Mid-life crisis

This particular problem (I call it mid-life-crisis) seems to come up fairly often so I thought I'd write up some general advice on it.  The symptoms go something like this:  There is a server process (usually a web server) and that process has a high percentage time spend in the garbage collector, like say 30%, or even more.  Simple enough, but why would the time be so high?  Why isn’t it more like the 1% or so that we’d like it to be?

Often (not always) the answer is mid-life-crisis.  By this I mean that something has happened that is causing objects that are normally of middle lifetime length (which we would very much like to die in generation 1) are living longer and end up dying in generation 2.

This is very bad.

Generation 2 garbage collections are the full ones.  That means every object on the heap must be visited and the process is largely stopped while this is going on.  If you are getting a lot of objects promoted all the way from generation 0 to generation 2 and then having them die shortly thereafter you are paying a huge price to clean up those objects. 

Why does this happen?

Well in the server case there’s one very common reason.  Let’s say it’s a web server, a request comes in, a bunch of setup work is done to get the result for that request, and at some point the code then accesses a database or a web-service to get the necessary data.  At that point the thread accessing the data is blocked, but all the objects that were pending for that request are still live.  Meanwhile, other threads on the server are still running, still doing allocations, and those might end up requiring a garbage collection.  When that collection happens, all the temporary objects on the blocked threads are still live, probably in local variables or objects that represent the transaction in flight.  They survive the collection and are promoted. 
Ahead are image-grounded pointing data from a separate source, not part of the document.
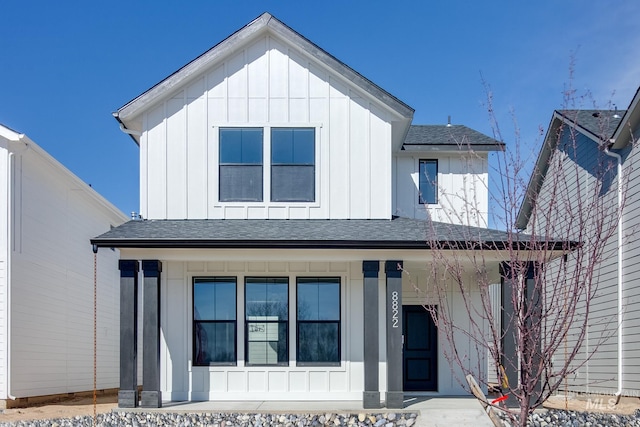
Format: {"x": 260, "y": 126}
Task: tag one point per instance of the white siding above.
{"x": 52, "y": 285}
{"x": 463, "y": 195}
{"x": 267, "y": 84}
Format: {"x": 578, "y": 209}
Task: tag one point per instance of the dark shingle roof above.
{"x": 448, "y": 137}
{"x": 601, "y": 123}
{"x": 397, "y": 233}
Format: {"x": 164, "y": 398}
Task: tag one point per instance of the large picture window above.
{"x": 214, "y": 321}
{"x": 293, "y": 164}
{"x": 267, "y": 321}
{"x": 428, "y": 182}
{"x": 318, "y": 321}
{"x": 241, "y": 164}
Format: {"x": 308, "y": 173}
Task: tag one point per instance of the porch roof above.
{"x": 395, "y": 233}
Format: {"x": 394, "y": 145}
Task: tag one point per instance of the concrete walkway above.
{"x": 433, "y": 411}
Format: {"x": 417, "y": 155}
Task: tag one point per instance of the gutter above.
{"x": 618, "y": 158}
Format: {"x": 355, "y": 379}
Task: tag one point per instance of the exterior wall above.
{"x": 52, "y": 282}
{"x": 463, "y": 195}
{"x": 600, "y": 373}
{"x": 267, "y": 84}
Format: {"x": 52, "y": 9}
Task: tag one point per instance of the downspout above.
{"x": 618, "y": 158}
Now since transactions are often longish things and collections are going to happen at some point, it’s normal for some objects associated with the transaction in flight to survive the generation 0 collections that are hopefully happening every second or so.  Those objects are going to get promoted to generation 1 just like they should, in fact, the main purpose of the generation 1 group of objects is to live long enough for a transaction related objects to stick around and then die cheaply.
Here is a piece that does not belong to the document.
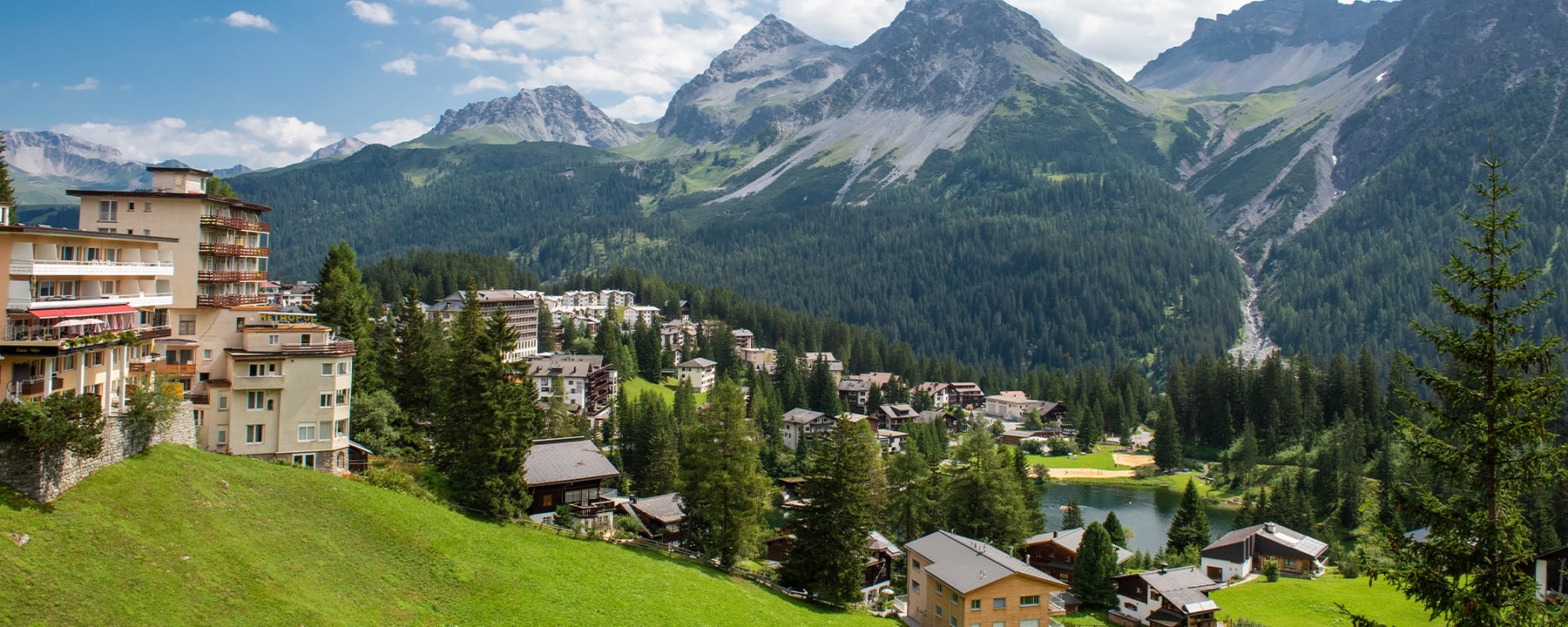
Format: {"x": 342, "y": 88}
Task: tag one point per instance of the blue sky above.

But here’s where things go wrong.  If there are fairly long delays waiting for say database results, and a fairly large number of objects representing the state of the transaction in flight, there will be enough buildup in generation 1 that it will become appropriate to try to collect those objects.  At that point the survivors will be promoted to generation 2.  If there are a lot of survivors we are now in trouble because in order to clean them up we will have to do a full collection.  If those are happening regularly, the percent time spent in the collector will shoot up from a healthy 1% to something very bad, like 30%, 50%, even more sometimes.

So what to do about this?

Well, the good news is there’s a fairly straightforward line of defense.  The trick is, that you must clean up (i.e. set references to null) as much of your state as possible before you block on something like a database, or really before you block on anything that might be long.  It’s often the case that a lot of the temporary data won’t be needed after the database results come back, or could be cheaply recreated.  Before you call your web-service or database backend, get rid of as much as you can so that the objects that will survive collections while you are blocked are minimized.  This will let more things die in generation 0, minimize additions to generation 1, and avoid the crisis your mid-life generation 1 objects will cause should they start surviving into generation 2.

Remember, the “age” of objects is a relative thing. Collections cause things to age, and allocations are what cause collections, so reducing the total number of allocations causes things to age more slowly.  Having your objects die as quickly as possible again reduces the pressure to grow the generations and hence keeps things younger.

To see if this sort of thing is happening to you, you can look at the Relocated Types view in CLR Profiler to see what’s getting moved around (remember things are normally moved when they are promoted so moving objects are a good proxy for promoted objects).  To get overall promotion rates, use the GC Performance counters, there are counters that will tell you how much stuff is getting promoted into generation 2.  You want that number to be as small as possible – zero is ideal and even achievable in steady state, but as long as the rate of generation 2 collects is staying low, you’ll be fine.

Summary:  Don’t have a mid-life-crisis.  When there’s are many threads be sure to release as many of your objects as possible before you block any thread.